Но сын, по своему обыкновению, не заметил ни позы матери, ни её необычного тона. Он с аппетитом поел и принялся за уроки. Раскрыв книгу, сказал небрежно:
— Кстати, мама, мне скоро понадобится сто рублей.
— Что так мало?
— Нет, мама, я серьёзно. На выпускной вечер. Ведь все дают. Что мы, хуже, что ли?
— Я в чужих карманах не считаю, — сказала мать сухо, — а у меня денег нет. Сама в рваных туфлях хожу.
— Ну, знаешь, мама! Я бы на твоём месте из-под земли достал.
— Вот и доставай. А у меня под землёй денег нету.
— Не понимаю, какая муха тебя укусила! — Сын начинал нервничать. — Выпускной вечер раз в жизни бывает. Один на всю жизнь, — понимаешь?
— Мать тоже одна на всю жизнь. Да ладно, чего там! — Она махнула рукой и встала. — Видела я сегодня, как Лена Быстрова на выпускной вечер деньги добывает, да и другие тоже… У неё отец-мать есть, а она своими руками заработала! А ты не хотел. Да ещё сказал — мне помогаешь. Когда это ты мне помогал?
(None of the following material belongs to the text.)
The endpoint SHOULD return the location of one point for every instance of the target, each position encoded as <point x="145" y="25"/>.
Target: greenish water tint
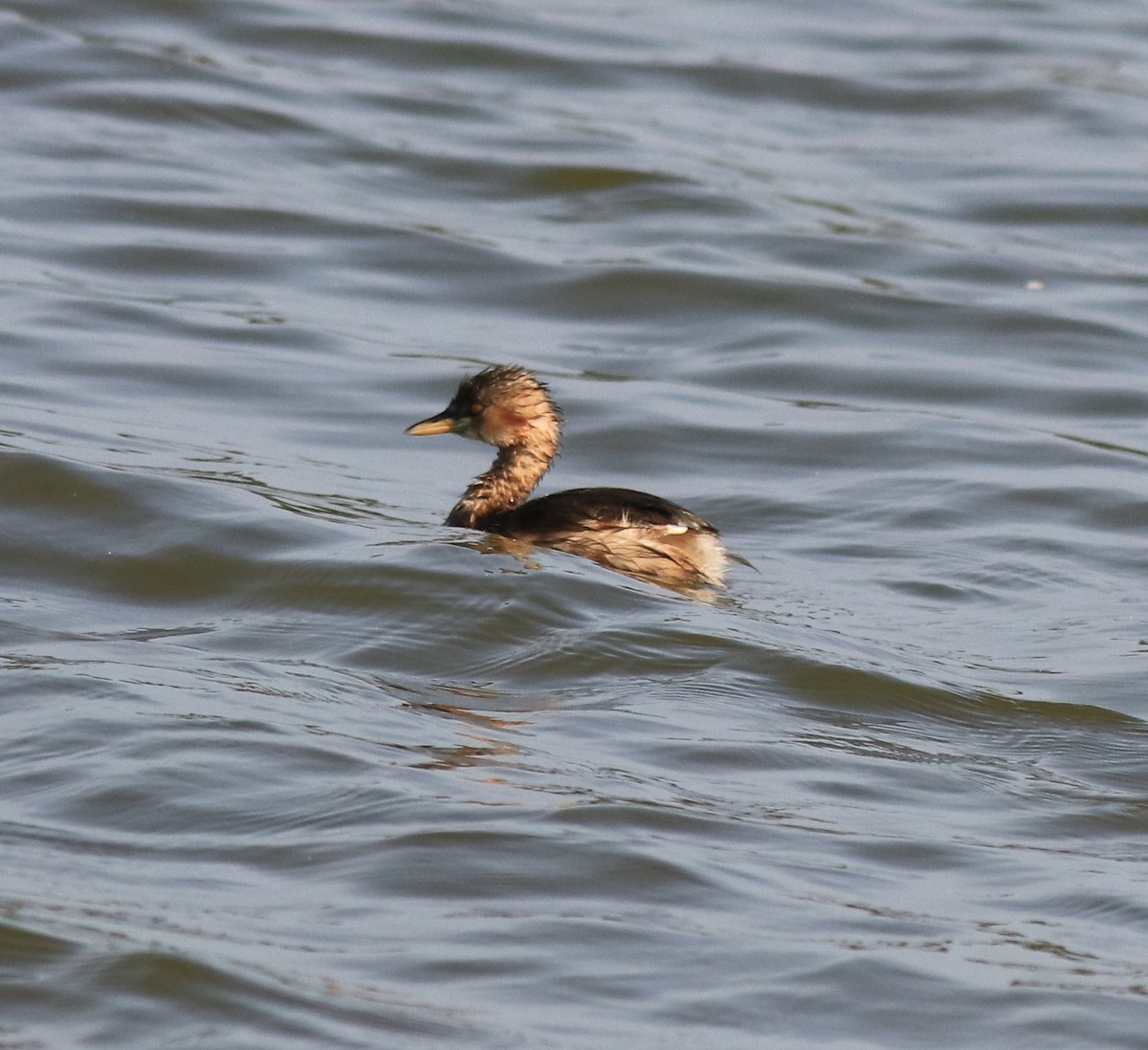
<point x="287" y="763"/>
— Это чтобы не приставали, — объяснил Серёжа угрюмо. — А то знаешь, началось бы. Припаяли бы антиобщественное поведение или ещё что. А мне ещё столько повторить надо, у меня всё рассчитано. Думаешь, медаль — это так просто? Да и работают они по шесть часов, устают, как лошади, а что ещё заплатят, — неизвестно. Да ты думаешь, они из-за денег работают? Не верь! Просто сейчас мода такая — работать…
— Мода? — повторила мать. — А тебе эта мода не по душе? Ты только такую моду признаёшь? — Она схватила лежавшую на стуле клетчатую рубашку, которую с такой любовью выбирала сыну, потрясла ею в воздухе и бросила на кровать. — Решил — легче у матери взять!.. Бери! — крикнула она. — Только сам бери! Своими руками! Сам! Из своих рук я тебе денег не дам! Запомни!
Она накинула платок и выбежала из комнаты…
Серёжа встал, постоял немного в нерешительности, потом метнулся к столу, выдвинул ящик…
— Она же сказала — бери! — оправдывался он перед собой. — Значит, надо брать, пока не передумала. Другого выхода нет!
Он увидел две сторублёвки, сунул одну в карман пиджака, другую аккуратно положил на место и задвинул ящик.
Вот и долгожданный выпускной вечер.
На Серёже тщательно отутюженный костюм и новый галстук. На лице, как и у остальных, выражение скромного торжества.
Полчаса назад, отвечая от лица награждённых медалями на поздравления учителей, Серёжа сказал:
— Мы благодарим учителей за всё хорошее, что они сделали для нас. Обещаем, что всегда будем первыми в работе, всегда будем честно выполнять свой долг!
Директор пожал ему руку, как взрослому. Да он и был взрослый, «вполне сформировавшийся человек», как сказал о нём математик.
А из дальнего угла, затерянная среди взволнованных родителей, смотрела на Сергея мать.
Она-то знала об этом вполне «сформировавшемся человеке» то, чего не знал ни директор, ни математик…
— Что же вы?! — мягко сказала соседка, продевая свою руку под локоть матери. — Радоваться надо, а вы плачете!
— Да, — пробормотала она, — да, конечно… Ну, я пойду…
Она стала пробираться к двери и вышла, не оглядываясь.